Rappelons-nous, chers Frères et Soeurs, l'élan missionnaire des premières communautés chrétiennes. Malgré la pauvreté des moyens de transport et de communication d'alors, l'annonce de l'Evangile a atteint en peu de temps les limites du monde. Et il s'agissait de la religion d'un Homme mort en croix, " scandale pour les Juifs et folie pour les païens " ( 1Co 1,23)! A la base de ce dynamisme missionnaire, il y avait la sainteté des premiers chrétiens et des premières communautés.
91 C'est pourquoi je m'adresse aux baptisés des jeunes communautés et des jeunes Eglises. C'est vous qui êtes, aujourd'hui, l'espérance de notre Eglise, qui a deux mille ans: étant jeunes dans la foi, vous devez être comme les premiers chrétiens et rayonner l'enthousiasme et le courage, en vous donnant généreusement à Dieu et au prochain; en un mot, vous devez vous mettre sur la voie de la sainteté. Ce n'est qu'ainsi que vous pouvez être des signes de Dieu dans le monde, et revivre dans vos pays l'épopée missionnaire de l'Eglise primitive. Vous serez aussi des ferments d'esprit missionnaire pour les Eglises plus anciennes.
Que les missionnaires, de leur côté, réfléchissent sur le devoir de la sainteté que le don de la vocation leur demande, en se renouvelant de jour en jour par une transformation spirituelle et en mettant à jour continuellement leur formation doctrinale et pastorale. Le missionnaire doit être " un contemplatif en action ". La réponse aux problèmes, il la trouve à la lumière de la parole divine et dans la prière personnelle et communautaire. Le contact avec les représentants des traditions spirituelles non chrétiennes, en particulier celles de l'Asie, m'a confirmé que l'avenir de la mission dépend en grande partie de la contemplation. Le missionnaire, s'il n'est pas un contemplatif, ne peut annoncer le Christ d'une manière crédible; il est témoin de l'expérience de Dieu et doit pouvoir dire comme les Apôtres: " Ce que nous avons contemplé..., le Verbe de vie..., nous vous l'annonçons " ( 1Jn 1,1-3).

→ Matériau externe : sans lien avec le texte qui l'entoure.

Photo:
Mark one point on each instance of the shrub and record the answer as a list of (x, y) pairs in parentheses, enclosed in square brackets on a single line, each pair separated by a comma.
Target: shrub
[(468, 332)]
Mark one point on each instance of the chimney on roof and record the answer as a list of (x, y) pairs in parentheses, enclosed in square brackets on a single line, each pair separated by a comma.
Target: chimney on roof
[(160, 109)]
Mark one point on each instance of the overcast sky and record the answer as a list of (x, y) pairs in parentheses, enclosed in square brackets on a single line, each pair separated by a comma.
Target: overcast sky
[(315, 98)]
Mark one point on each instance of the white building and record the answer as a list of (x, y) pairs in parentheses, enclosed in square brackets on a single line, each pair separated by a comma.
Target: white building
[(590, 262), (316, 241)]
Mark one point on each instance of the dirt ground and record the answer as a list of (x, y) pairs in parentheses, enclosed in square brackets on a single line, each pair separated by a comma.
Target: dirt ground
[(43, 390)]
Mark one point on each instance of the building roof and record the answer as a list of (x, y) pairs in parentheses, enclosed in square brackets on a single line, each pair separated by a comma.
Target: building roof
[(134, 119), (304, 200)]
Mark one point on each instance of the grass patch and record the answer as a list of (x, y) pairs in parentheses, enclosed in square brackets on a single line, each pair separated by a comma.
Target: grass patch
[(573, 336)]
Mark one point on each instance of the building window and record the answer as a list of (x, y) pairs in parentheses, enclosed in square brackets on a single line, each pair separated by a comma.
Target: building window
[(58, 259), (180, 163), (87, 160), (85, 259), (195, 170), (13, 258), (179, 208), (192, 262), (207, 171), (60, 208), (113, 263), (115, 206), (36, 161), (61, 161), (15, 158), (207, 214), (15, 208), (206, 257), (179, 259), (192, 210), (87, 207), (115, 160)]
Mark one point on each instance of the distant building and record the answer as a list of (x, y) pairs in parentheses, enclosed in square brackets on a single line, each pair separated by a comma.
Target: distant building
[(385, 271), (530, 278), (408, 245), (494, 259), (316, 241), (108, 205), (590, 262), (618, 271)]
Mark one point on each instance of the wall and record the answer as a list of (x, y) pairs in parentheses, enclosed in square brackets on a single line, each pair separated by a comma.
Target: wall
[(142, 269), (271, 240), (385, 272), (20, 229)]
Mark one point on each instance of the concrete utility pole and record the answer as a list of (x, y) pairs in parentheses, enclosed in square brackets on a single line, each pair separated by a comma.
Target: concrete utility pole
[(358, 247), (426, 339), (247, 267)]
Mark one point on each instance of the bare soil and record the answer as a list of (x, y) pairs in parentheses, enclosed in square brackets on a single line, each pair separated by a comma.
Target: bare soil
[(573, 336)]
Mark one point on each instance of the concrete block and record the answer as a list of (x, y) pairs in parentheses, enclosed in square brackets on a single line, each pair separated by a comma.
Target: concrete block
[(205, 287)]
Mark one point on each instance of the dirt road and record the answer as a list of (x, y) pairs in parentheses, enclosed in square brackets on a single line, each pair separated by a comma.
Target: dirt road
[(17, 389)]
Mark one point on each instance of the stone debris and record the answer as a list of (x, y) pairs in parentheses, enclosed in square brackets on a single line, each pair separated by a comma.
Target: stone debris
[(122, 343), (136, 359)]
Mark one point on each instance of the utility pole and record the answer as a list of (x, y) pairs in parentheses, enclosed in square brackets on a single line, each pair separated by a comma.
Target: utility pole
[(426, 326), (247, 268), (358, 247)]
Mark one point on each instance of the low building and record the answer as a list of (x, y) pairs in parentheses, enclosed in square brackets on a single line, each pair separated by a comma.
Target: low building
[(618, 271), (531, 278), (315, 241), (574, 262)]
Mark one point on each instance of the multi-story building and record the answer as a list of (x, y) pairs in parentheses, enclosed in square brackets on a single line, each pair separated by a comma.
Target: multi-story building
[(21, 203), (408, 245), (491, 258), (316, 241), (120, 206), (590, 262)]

Le missionnaire est l'homme des Béatitudes. Avant de les envoyer évangéliser, Jésus instruit les Douze en leur montrant les voies de la mission: pauvreté, douceur, acceptation des souffrances et des persécutions , désir de justice et de paix, charité, c'est-à-dire précisément les Béatitudes, réalisées dans la vie apostolique (cf. Mt 5,1-12). En vivant les Béatitudes, le missionnaire expérimente et montre concrètement que le Règne de Dieu est déjà venu et qu'il l'a déjà accueilli. La caractéristique de toute vie missionnaire authentique est la joie intérieure qui vient de la foi. Dans un monde angoissé et oppressé par tant de problèmes, qui est porté au pessimisme, celui qui annonce la Bonne Nouvelle doit être un homme qui a trouvé dans le Christ la véritable espérance.